Davide Galeotti, coordinatore Forza Italia Borgo San Lorenzo, sostiene che “i cittadini si stanno per ora comportando molto bene, seguendo le direttive che sono state impartite, che impongono di stare a casa e di muoversi solo negli strettissimi casi indicati. Ecco perché è particolarmente importante mettere le famiglie nelle condizioni di poter essere autonome, a casa, in particolare quando si tratta di materiale indispensabile per le famiglie che hanno a casa bambini e ragazzi che studiano”.

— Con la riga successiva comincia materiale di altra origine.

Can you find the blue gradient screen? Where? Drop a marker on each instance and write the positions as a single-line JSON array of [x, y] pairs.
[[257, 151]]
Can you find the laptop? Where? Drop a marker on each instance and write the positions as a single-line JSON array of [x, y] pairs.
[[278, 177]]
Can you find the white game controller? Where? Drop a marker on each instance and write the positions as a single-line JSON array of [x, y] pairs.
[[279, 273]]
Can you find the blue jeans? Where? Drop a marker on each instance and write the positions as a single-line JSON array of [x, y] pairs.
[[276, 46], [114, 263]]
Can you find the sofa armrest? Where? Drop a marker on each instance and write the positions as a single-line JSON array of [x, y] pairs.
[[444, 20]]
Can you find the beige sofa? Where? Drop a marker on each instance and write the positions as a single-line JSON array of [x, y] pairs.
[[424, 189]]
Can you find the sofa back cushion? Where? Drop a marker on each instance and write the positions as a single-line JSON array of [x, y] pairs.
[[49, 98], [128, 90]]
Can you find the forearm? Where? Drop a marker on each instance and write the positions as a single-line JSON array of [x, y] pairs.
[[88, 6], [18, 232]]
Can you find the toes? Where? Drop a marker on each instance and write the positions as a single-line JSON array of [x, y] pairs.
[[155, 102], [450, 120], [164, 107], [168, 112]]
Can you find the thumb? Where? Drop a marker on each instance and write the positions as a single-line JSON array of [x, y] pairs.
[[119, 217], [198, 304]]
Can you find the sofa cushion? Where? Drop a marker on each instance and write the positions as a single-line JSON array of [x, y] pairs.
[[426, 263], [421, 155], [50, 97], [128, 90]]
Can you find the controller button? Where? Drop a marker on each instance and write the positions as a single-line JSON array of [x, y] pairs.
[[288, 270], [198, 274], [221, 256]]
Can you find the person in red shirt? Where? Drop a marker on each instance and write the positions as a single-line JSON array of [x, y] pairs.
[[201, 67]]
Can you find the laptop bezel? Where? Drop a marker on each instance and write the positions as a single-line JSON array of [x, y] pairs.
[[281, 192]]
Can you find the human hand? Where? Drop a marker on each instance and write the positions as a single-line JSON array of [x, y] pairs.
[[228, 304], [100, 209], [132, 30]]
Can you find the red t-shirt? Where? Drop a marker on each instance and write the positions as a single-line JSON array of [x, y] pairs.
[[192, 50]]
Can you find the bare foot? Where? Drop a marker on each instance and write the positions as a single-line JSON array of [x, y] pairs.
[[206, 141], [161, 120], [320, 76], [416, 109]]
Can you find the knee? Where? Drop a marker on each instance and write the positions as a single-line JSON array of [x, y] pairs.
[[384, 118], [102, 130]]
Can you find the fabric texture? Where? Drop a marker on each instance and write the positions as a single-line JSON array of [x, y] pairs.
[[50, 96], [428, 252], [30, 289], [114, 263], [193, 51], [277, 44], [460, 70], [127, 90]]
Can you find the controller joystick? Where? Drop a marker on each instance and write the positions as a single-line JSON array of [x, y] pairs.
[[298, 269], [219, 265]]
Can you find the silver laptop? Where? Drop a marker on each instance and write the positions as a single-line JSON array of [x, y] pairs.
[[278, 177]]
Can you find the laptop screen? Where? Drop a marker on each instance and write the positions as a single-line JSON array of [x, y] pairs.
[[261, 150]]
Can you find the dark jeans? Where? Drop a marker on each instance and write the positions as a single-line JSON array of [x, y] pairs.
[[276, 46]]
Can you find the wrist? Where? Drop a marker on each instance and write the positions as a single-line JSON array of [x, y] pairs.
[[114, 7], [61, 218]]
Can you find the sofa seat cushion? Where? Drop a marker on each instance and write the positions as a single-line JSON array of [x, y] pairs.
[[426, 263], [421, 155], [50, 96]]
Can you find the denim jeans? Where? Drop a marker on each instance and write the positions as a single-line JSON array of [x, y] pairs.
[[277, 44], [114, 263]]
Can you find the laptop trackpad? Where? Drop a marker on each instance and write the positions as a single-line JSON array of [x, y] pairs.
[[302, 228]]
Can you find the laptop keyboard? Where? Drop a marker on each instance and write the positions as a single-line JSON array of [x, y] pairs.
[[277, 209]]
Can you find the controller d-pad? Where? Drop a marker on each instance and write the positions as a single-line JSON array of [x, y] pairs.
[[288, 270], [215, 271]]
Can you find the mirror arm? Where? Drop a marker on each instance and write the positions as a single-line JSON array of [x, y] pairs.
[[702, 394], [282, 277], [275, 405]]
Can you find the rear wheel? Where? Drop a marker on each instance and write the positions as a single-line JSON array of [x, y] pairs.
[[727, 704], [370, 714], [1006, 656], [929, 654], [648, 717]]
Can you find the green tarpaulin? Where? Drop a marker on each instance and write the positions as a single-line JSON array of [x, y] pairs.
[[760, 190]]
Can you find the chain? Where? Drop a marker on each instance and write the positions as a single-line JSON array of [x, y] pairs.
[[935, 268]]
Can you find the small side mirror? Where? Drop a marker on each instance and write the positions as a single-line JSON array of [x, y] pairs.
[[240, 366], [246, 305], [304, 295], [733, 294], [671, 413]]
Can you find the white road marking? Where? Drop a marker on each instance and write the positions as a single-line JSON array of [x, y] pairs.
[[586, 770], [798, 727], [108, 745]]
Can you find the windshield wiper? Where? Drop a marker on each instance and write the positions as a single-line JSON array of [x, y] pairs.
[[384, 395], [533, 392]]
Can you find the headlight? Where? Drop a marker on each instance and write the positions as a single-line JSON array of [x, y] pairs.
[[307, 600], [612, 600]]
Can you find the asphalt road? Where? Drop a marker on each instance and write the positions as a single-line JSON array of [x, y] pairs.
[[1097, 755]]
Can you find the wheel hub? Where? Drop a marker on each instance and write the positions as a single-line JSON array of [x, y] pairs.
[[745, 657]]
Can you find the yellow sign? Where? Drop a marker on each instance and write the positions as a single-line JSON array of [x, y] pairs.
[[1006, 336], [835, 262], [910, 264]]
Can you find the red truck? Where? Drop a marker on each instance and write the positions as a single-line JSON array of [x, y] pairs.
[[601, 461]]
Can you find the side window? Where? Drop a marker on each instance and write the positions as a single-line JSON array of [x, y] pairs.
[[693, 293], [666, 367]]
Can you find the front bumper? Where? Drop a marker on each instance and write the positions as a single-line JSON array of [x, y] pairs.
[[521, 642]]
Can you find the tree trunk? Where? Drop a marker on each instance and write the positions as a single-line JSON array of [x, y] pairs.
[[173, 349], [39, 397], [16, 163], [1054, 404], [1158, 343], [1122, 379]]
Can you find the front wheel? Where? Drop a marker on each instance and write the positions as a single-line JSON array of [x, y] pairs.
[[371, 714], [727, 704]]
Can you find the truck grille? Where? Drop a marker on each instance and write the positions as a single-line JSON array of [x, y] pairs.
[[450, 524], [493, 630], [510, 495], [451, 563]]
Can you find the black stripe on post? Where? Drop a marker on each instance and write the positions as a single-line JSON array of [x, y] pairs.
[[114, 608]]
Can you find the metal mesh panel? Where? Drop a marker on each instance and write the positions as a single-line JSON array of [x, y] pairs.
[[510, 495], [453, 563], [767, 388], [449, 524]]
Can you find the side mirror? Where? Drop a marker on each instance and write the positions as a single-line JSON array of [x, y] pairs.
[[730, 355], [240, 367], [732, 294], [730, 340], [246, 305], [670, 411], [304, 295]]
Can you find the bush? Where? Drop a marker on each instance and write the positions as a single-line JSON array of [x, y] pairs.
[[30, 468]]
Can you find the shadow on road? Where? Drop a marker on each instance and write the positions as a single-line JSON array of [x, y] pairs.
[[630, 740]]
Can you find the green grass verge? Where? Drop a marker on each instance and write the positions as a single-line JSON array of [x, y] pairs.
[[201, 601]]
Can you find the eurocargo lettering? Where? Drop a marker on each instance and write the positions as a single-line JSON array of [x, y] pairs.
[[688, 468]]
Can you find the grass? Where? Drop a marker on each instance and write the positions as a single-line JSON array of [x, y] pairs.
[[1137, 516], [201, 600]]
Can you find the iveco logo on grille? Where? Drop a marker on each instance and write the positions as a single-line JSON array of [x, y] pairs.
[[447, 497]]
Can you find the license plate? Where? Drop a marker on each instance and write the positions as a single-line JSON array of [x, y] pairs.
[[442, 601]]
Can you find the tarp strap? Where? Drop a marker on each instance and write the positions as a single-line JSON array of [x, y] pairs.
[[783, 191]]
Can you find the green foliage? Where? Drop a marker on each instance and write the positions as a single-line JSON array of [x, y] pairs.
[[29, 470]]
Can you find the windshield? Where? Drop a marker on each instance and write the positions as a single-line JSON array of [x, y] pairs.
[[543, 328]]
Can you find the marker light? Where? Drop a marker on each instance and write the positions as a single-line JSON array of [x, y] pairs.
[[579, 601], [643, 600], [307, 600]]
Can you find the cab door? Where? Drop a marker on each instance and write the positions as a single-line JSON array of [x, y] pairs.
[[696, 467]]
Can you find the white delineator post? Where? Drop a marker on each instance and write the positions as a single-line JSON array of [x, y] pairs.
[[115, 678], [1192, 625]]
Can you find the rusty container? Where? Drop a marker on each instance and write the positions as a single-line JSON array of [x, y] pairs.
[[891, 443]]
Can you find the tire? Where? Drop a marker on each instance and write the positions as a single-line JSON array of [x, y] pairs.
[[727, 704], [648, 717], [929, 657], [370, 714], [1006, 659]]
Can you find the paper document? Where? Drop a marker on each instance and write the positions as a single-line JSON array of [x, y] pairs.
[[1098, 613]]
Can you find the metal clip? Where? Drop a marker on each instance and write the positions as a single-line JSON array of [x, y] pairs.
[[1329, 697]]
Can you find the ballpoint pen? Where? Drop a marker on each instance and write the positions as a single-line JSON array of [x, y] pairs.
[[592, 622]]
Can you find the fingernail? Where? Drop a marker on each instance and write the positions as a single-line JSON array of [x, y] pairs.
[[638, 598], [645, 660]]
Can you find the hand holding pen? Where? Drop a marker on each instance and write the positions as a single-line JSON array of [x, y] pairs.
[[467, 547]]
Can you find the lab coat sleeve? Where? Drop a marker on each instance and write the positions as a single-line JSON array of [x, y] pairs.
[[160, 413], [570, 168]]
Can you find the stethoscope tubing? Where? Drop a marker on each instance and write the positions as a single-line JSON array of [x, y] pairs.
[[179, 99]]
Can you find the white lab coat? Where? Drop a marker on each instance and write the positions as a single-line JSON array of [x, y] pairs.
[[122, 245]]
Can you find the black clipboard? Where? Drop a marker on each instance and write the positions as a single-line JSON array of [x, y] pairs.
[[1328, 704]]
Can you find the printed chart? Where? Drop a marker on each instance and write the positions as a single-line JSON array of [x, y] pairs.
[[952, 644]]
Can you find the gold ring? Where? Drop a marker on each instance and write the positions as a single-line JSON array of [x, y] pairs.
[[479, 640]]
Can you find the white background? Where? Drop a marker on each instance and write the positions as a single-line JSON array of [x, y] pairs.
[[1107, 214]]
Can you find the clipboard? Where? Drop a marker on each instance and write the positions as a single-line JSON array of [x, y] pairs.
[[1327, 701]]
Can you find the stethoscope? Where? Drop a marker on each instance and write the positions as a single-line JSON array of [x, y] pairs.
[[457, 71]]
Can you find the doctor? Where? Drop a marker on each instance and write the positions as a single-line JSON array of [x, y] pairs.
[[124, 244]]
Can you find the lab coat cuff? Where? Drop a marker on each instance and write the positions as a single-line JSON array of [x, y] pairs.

“In conclusione rivolgiamo un appello agli amministratori comunali, alla Regione, a tutti gli esponenti politici di ogni colore, a farsi promotori presso il Governo per trovare una soluzione a questo che è un problema pratico, sicuramente importante per le famiglie, trovando il modo (ad esempio con un numero massimo di acquisti o una indicazione solo di alcuni giorni della settimana nei quali fare acquisti di questo materiale) per garantirne la soluzione, senza creare problemi di assembramenti pericolosi per la salute pubblica” , concludonoGiannelli, Gaetano e Galeotti.